Rio Tinto badly needs a good result with its Oyu Tolgoi mine in Mongolia after delays to its Guinea project, writes Peter Ker.
When Rio Tinto's top brass reflect upon June 2013, they're likely to see a month where they took one step forward and one step backward in their mission to create a foothold in the developing world.
As the company prepares to cut the ribbon on a massive new money-maker in the middle of Mongolia's Gobi Desert, its dream of replicating its Australian iron ore business in the wilds of West Africa looks further away than ever.
The Simandou iron ore project in Guinea has been sliding from prominence for some time within Rio's portfolio, and on Wednesday its development was revealed to be even more unlikely when Guinean Mining Minister Lamine Fofana revealed costs could be double previous estimates.
The $US20 billion price tag he implied remains a guesstimate; studies are continuing and further talks between the government and Rio are due to take place next week.
But Mr Fofana was certain of one thing; Rio's 2011 vow to start exporting from Simandou by 2015 will not be met. "The reality is this cannot be respected. That's why we are really in open discussions with Rio, taking into account the complexity of this project," he told reporters in London.
On the surface, the major problem at Simandou is the disagreement between Rio and the government over how much financing Guinea should bring to the table. In reality, Simandou would struggle to win approval from Rio's board even if all its ducks were in a row.
Rio is in money-saving mode, and is already over-reliant on iron ore.

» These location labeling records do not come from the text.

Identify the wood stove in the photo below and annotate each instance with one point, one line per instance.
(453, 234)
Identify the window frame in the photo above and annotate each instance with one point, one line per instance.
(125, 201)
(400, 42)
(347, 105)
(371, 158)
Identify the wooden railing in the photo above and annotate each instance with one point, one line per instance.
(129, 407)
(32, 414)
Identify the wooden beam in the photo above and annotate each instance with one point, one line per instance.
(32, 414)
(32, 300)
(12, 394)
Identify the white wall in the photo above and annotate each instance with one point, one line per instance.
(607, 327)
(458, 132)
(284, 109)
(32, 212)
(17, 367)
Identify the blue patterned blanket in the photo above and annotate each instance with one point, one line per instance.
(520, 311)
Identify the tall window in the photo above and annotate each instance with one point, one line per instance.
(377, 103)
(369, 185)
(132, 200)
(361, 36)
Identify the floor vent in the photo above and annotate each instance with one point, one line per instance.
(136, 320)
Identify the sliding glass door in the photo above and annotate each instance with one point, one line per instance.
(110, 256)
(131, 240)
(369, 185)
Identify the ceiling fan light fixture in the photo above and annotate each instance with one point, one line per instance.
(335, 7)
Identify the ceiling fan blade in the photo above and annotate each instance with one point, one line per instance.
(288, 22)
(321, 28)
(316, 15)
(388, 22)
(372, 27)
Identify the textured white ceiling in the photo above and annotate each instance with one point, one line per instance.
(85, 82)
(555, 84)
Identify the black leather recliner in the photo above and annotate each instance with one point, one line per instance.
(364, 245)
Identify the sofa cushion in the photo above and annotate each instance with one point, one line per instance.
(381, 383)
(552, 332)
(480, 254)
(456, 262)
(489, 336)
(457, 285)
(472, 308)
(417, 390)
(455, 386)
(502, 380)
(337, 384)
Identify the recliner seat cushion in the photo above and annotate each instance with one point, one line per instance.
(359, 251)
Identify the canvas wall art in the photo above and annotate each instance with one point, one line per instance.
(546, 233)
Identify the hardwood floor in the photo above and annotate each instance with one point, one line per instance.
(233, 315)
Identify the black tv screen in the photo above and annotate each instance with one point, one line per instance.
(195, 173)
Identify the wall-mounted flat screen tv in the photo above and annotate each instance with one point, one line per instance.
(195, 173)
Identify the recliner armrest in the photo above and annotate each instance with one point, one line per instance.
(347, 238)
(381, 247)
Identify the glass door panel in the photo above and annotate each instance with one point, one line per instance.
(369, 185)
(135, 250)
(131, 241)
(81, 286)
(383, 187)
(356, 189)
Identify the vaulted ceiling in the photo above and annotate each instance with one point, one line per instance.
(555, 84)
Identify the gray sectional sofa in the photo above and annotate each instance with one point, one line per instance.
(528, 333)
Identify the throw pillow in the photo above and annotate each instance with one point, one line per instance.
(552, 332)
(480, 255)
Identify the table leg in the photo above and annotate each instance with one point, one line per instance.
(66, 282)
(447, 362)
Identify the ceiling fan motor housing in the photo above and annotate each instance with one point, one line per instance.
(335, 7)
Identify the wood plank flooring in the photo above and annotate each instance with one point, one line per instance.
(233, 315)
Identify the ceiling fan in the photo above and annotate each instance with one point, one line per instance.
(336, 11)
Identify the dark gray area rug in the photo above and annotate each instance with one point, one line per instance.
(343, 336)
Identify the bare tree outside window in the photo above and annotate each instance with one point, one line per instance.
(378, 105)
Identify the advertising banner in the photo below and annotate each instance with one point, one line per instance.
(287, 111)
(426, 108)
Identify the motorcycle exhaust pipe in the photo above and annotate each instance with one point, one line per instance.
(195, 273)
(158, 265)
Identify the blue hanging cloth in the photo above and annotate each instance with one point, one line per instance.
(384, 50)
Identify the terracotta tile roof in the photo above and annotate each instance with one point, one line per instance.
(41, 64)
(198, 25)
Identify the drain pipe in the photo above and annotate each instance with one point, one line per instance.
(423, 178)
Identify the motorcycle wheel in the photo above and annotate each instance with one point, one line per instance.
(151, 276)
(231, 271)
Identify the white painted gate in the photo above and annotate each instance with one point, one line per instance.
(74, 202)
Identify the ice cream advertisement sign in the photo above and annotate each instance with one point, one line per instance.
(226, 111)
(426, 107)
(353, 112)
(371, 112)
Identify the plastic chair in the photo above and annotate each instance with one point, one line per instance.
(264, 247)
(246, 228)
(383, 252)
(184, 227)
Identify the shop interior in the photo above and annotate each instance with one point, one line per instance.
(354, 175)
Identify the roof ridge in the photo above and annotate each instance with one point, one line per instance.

If there was money to spare on further iron ore developments, it would surely be spent on the long-planned expansions to the Pilbara iron ore division, which was once described by former Rio boss Tom Albanese as the second-best business on earth behind Apple's production of iPads.
With the peak of the iron ore boom almost certainly in the past, Simandou is starting to look like the sort of project that won't happen - not this decade, anyway.
All the more reason for Rio executives to savour the ribbon-cutting ceremony that is expected to be held in Mongolia sometime over the next fortnight.
First sales from Mongolia's Oyu Tolgoi copper and gold mine were expected to be celebrated on Friday, after Rio's representatives sent out invitations to guests - including the Mongolian Prime Minister - to attend a ceremony for the milestone.
Rio has had to fight all the way for Oyu Tolgoi, through a bitter takeover of Robert Friedland's Ivanhoe Mines, shortages of infrastructure and water, and numerous attempts by the Mongolian government to nationalise more of the mine's wealth.
Apart from the first sales, the ceremony was seen as a proxy for showcasing improved relations between Rio and the government, as Rio had previously warned that strained relations could delay first commercial shipments beyond the June target.
By Wednesday the ceremony had been cancelled, with Rio refusing to explain why.
The reason remains unclear, but sources close to Oyu Tolgoi suggest a ceremony is still likely to occur before June 30.
Some believe the delay has more to do with public relations than any increase in geopolitical tensions.
Rio's performance in developing nations is important, and is one of several points of difference between it and BHP Billiton.
While Rio has had a big role in large projects in nations such as Mongolia and Guinea, BHP's operations in northern Africa and Asia are trivial to its bottom line.
BHP's most important operations are found in wealthy, developed countries such as the US, Australia and Chile, while its best growth prospects are in Canada and Australia.
Rio needs success in places like Mongolia to balance out its failures in Mozambique and, in all likelihood, Guinea.
But bringing Oyu Tolgoi into production this month won't be the end of the road for Rio in Mongolia.
A bigger prize looms in the $US5.1 billion second stage of the project, which would turn the mine into the third biggest copper producer on earth. That goal has been another source of tension between Rio and the Mongolian government, with the latter commissioning an audit into cost blowouts on the plan.
As a partner in the project, Mongolia is increasingly worried about the cost it may have to bear to make the project go ahead. Rio responded by downscaling the design for stage two, which will see the mine costing more to operate, producing less copper each year, and duly creating lower dividends for the government.
Logic suggests Rio will prevail and Oyu Tolgoi will eventually be expanded to its full potential. Despite concerns over the environment and its impact on local herders, the mine will be just too big a part of the Mongolian economy for the government to stymie it forever.
But shareholders can be assured there will be a few more backward steps before the day is won.